Il suo sistematico intervento in ogni episodio della vita pubblica italiana, la sua mania di aderire a ogni corrente d'opposizione, i suoi equivoci perenni, le contraddizioni, i ripicchi personali rendono difficilissima la vita del partito d'azione.
Non meno confusionario appare a Bakunin il radicalismo dei garibaldini. Egli non riesce, per esempio, a capire come tre dei suoi piú fidi seguaci, Fanelli, Gambuzzi e Mileti, pur senza sconfessare la loro fede di rivoluzionari socialisti, possano, nel '66, piantare i lavori della Fratellanza e correre ad arruolarsi nelle schiere dei volontari per una guerra che è a tutto esclusivo vantaggio della monarchia e che tende a consolidare quello stato di cose per la distruzione del quale la Fratellanza è sorta!
Il governo non si rendeva conto dell'incipiente movimento socialista. Mazzini invece cominciava a rendersene conto e non voleva si nominasse neppure il socialismo. «Non esprimeva che un desiderio - scriveva il 24 settembre al Campanella, alludendo a certi articoli pubblicati sul Dovere» - s'evitasse un nome, socialismo, che per consenso di tutti ha un valore di sistema e di sistemi, che dànno una soluzione falsa del problema e allarma tutta una classe numerosissima senza pro'»(292). Il movimento operaio doveva seguire i binari sui quali Mazzini lo aveva instradato. Fuor di quelli era l'errore.
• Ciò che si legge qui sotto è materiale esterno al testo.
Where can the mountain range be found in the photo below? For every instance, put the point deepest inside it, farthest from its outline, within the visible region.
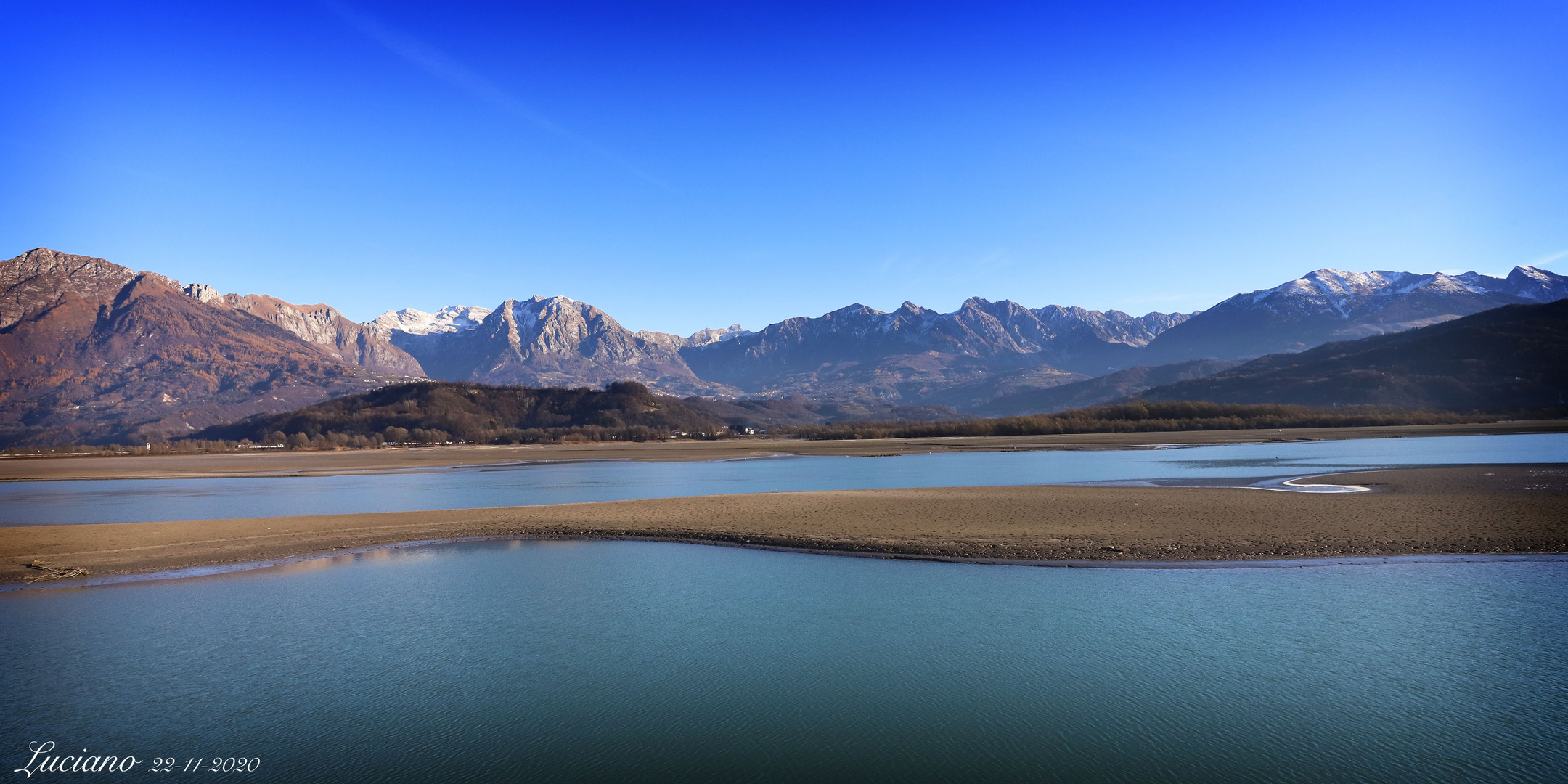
(98, 351)
(1507, 359)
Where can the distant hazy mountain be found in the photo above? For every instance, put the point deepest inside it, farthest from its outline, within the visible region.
(96, 351)
(544, 340)
(322, 325)
(1330, 305)
(1096, 391)
(1512, 358)
(915, 354)
(417, 331)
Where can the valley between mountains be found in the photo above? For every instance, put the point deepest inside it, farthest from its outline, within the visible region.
(93, 351)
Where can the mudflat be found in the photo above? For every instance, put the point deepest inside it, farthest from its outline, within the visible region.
(1470, 510)
(266, 463)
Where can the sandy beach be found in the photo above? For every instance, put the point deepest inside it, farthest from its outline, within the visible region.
(1473, 510)
(271, 463)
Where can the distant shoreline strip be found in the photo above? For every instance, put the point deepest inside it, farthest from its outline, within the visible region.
(1241, 563)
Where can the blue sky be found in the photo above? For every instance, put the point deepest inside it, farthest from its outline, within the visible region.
(687, 165)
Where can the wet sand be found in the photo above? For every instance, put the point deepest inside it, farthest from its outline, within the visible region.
(267, 463)
(1471, 510)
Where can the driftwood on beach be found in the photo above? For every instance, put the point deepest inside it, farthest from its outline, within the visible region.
(52, 573)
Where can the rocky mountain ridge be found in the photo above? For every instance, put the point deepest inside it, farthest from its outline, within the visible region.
(94, 351)
(1330, 305)
(65, 324)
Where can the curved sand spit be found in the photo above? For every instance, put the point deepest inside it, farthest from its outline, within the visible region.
(1471, 510)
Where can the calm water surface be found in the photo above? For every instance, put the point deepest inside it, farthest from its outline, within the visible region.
(671, 662)
(131, 501)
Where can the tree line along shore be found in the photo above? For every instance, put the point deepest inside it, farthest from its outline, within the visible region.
(441, 413)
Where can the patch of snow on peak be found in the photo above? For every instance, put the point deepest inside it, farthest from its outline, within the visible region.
(717, 335)
(451, 319)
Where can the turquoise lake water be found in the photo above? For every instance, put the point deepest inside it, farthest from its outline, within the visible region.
(674, 662)
(520, 485)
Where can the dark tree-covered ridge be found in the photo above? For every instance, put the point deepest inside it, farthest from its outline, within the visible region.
(439, 412)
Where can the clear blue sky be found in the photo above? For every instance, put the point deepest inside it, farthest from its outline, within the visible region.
(687, 165)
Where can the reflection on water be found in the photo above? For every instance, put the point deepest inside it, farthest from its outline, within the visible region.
(667, 662)
(128, 501)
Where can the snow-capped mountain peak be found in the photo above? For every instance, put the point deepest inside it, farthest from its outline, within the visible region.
(717, 335)
(451, 319)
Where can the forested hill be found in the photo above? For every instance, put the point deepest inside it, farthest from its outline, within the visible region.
(438, 412)
(1507, 359)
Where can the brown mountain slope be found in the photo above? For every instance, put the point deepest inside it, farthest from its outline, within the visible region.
(93, 351)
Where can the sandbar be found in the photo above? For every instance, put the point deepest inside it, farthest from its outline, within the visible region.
(1410, 512)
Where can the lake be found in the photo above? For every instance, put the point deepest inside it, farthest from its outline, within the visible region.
(673, 662)
(531, 483)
Si poteva evitare di nominarlo, il socialismo. Ma sapeva d'ingenuità da parte di Mazzini tale pretesa, mentre in tutta Europa progrediva - come vedremo - il movimento dell'Internazionale, mentre in Italia si svolgeva, non senza qualche successo, la propaganda di Bakunin e - quel che era assai piú importante - gli operai insistevano nella via delle agitazioni e degli scioperi.